I gave her a few suggestions- the Frog and Toad series, Henry and Mudge, perhaps the Arthur books. But afterwards I couldn’t help but think that although those titles are a starting point to discover what books are ‘just right’ for her niece, there is much more to finding a book that is ‘easy’ for any given child.
So here are a few guiding principles to help you select books for a child no matter what grade they are in. It should be a book that interests your child – but you already know that.
- Where do you start? Talk to the teacher or a librarian.
Tell them the names of the books which seem too difficult for your child. Ask them for books that are easier. For 1st through 2nd grade you may ask about books that are called ‘decodable’ or ‘easy reader’ books. Be careful with “easy reader” books – in the next blog I will share with you why some ‘easy reader’ books are not so easy.
2. Do these new books work for your child? Does he/she make fewer errors or fewer ‘guesses’?
If your child can read the book with a high rate of success – with only a few challenging words — you have found a book your child can enjoy without a constant struggle to simply identify words.
If the new book is still challenging (your child makes more than 2-3 errors in 20 words) try another book. Try a few books if you need to until you find a book your child reads with a high success rate. A high success rate allows your child to enjoy and understand what they are reading.
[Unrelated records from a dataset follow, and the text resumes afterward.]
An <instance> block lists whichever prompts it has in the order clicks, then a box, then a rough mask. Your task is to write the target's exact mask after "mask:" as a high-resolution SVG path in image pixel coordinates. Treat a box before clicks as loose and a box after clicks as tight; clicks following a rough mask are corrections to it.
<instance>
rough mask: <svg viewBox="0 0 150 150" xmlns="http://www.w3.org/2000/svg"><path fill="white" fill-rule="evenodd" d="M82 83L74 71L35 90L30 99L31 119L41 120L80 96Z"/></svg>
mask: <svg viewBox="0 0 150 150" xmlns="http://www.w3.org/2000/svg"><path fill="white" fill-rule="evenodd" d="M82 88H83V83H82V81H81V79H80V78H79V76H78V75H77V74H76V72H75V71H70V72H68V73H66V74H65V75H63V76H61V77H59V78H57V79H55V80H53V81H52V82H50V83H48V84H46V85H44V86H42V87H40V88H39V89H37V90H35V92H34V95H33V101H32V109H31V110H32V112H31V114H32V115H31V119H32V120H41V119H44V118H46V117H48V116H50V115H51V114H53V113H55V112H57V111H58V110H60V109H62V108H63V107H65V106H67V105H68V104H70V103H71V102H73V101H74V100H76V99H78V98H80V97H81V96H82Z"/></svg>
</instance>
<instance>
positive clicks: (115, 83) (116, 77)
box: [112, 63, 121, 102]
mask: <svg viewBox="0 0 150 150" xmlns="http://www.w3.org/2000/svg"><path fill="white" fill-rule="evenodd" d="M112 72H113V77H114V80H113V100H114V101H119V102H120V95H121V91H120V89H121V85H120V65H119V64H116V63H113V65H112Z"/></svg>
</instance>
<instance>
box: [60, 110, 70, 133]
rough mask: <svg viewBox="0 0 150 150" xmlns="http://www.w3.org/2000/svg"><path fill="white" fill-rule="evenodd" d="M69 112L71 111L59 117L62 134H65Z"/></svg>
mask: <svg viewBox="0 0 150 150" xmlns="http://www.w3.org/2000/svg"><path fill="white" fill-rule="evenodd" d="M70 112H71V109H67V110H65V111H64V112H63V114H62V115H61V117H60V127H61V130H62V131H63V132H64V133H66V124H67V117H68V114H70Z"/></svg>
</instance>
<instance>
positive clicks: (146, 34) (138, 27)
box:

All their attention isn’t devoted to simply figuring out the words.
3. What if my child really wants to read a particular book that is too difficult for them?
Let them read it. Just ensure they are not using inefficient word identification strategies, such as only using the first letter or a few letters and then guessing inaccurately.
Let them know it is okay to not recognize a word immediately if it is new to them, and they can take their time to process all the letters. If necessary, coach them through decoding of the word or simply point to the word and slowly say it for them.
If your child begins to make a number of errors, you could take turns reading. Your child may be working very hard to read efficiently and may just need a little break to sustain his/her effort to read a more challenging text.
Books your child can read with just a bit of support from you help build a child’s use of efficient reading strategies. Accurate reading practice is productive practice.